I am doing a personal text mining project with a data mining tool in which I can use python code.
I have several pdf documents in French from which I extract all the text, you can see my code below :
import dataiku
import pandas as pd, numpy as np
from dataiku import pandasutils as pdu
import fitz
# Recipe input
folder = dataiku.Folder("pdfdocuments") # the folder name
paths = folder.list_paths_in_partition()# list all the pdf documents
# Core recipe
df = pd.DataFrame(columns=['path', 'text'])
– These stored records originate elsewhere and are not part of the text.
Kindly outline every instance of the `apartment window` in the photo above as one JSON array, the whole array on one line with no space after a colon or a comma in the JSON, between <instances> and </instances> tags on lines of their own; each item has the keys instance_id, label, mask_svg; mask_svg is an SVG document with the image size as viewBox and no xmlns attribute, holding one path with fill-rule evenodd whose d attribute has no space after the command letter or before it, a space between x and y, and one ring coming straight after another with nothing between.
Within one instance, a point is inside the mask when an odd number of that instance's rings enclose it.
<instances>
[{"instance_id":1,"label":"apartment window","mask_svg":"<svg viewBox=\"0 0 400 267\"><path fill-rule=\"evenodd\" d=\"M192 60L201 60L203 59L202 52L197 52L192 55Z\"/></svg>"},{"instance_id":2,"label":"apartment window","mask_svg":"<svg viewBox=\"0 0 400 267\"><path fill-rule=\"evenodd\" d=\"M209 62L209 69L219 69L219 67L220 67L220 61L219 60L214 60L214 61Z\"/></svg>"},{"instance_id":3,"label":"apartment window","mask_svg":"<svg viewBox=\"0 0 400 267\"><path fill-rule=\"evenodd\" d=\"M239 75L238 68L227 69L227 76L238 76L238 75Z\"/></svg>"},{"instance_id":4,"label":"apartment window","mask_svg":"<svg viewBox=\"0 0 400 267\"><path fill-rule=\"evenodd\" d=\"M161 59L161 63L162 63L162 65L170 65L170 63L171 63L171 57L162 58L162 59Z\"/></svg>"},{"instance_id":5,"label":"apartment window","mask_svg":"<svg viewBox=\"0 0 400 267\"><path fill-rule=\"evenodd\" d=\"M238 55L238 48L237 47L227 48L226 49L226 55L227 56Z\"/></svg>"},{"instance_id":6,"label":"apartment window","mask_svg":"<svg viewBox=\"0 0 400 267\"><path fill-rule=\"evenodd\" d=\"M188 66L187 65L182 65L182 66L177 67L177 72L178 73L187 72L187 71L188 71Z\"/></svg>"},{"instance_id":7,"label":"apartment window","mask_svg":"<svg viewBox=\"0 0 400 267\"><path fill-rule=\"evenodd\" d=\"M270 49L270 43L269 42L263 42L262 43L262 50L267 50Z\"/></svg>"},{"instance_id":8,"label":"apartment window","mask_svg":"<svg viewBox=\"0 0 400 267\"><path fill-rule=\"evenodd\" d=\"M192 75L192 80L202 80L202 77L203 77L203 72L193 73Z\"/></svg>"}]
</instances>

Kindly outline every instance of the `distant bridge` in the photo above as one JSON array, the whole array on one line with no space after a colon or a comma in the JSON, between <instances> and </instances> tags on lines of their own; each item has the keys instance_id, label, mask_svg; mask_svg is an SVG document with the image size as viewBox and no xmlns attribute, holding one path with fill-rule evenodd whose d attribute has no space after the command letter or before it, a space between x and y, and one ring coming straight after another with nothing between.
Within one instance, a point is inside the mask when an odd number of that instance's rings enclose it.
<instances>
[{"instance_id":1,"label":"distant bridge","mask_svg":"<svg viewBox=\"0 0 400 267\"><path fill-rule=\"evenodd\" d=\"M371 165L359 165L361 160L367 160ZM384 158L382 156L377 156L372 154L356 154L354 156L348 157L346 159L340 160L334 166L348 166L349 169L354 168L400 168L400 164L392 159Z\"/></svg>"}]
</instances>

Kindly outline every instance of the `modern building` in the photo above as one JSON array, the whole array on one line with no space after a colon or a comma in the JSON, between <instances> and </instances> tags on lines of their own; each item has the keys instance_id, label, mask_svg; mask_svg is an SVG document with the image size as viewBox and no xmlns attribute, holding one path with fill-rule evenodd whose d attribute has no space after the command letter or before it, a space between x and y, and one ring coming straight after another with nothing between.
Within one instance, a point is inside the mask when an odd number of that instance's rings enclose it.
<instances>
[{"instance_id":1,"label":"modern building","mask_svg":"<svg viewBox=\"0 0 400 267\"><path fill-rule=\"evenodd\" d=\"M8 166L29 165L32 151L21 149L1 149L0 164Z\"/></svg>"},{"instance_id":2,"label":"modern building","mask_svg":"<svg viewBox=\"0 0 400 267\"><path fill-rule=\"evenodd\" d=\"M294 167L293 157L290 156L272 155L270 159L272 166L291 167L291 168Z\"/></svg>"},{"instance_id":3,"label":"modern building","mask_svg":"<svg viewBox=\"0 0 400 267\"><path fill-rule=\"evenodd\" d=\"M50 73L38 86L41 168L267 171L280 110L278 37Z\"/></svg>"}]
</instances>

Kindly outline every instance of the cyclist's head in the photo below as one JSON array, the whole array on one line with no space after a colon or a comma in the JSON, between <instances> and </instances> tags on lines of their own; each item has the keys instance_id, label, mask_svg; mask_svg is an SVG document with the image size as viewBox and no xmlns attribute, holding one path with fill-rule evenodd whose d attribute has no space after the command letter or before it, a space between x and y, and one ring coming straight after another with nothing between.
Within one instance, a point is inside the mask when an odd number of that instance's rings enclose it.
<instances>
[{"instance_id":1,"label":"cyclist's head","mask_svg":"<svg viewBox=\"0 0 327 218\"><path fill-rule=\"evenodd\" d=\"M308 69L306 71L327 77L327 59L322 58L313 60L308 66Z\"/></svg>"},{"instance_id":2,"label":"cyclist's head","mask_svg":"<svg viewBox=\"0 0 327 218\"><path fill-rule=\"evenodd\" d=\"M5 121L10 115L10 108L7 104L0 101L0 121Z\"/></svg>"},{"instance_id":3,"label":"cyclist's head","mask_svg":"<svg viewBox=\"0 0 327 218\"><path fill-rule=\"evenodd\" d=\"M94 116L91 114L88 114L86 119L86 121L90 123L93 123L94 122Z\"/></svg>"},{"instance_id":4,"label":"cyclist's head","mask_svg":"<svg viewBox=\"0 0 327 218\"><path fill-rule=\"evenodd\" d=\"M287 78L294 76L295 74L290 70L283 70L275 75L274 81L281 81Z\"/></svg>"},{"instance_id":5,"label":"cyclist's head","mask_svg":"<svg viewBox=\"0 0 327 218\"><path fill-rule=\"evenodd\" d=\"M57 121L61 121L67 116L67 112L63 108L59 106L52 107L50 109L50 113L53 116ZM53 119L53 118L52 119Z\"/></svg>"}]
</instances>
for i,j in enumerate(paths):
with folder.get_download_stream(j[1:]) as stream: #get the pdf document in memory data
data = stream.read() #read the memory data
doc = fitz.open("pdf", data) #open doc in pdf
data=""
for page in doc:
data+=page.getText()
df.loc[i] = [j[1:], data]
# Recipe output
output = dataiku.Dataset("extractedTexts")
output.write_with_schema(df)
II would like to know if it was possible to extract precisely all the text of a chapter, for example, I want to extract all the Introduction chapter and its sub-chapters from all the pdf documents. Or another example, I would like to extract only the text of chapter 2 from all pdfs. Because not all pdf documents have the same chapter name that I am aiming for.
I am doing text classification and I wanted to test a new classification on a particular chapter of all pdfs.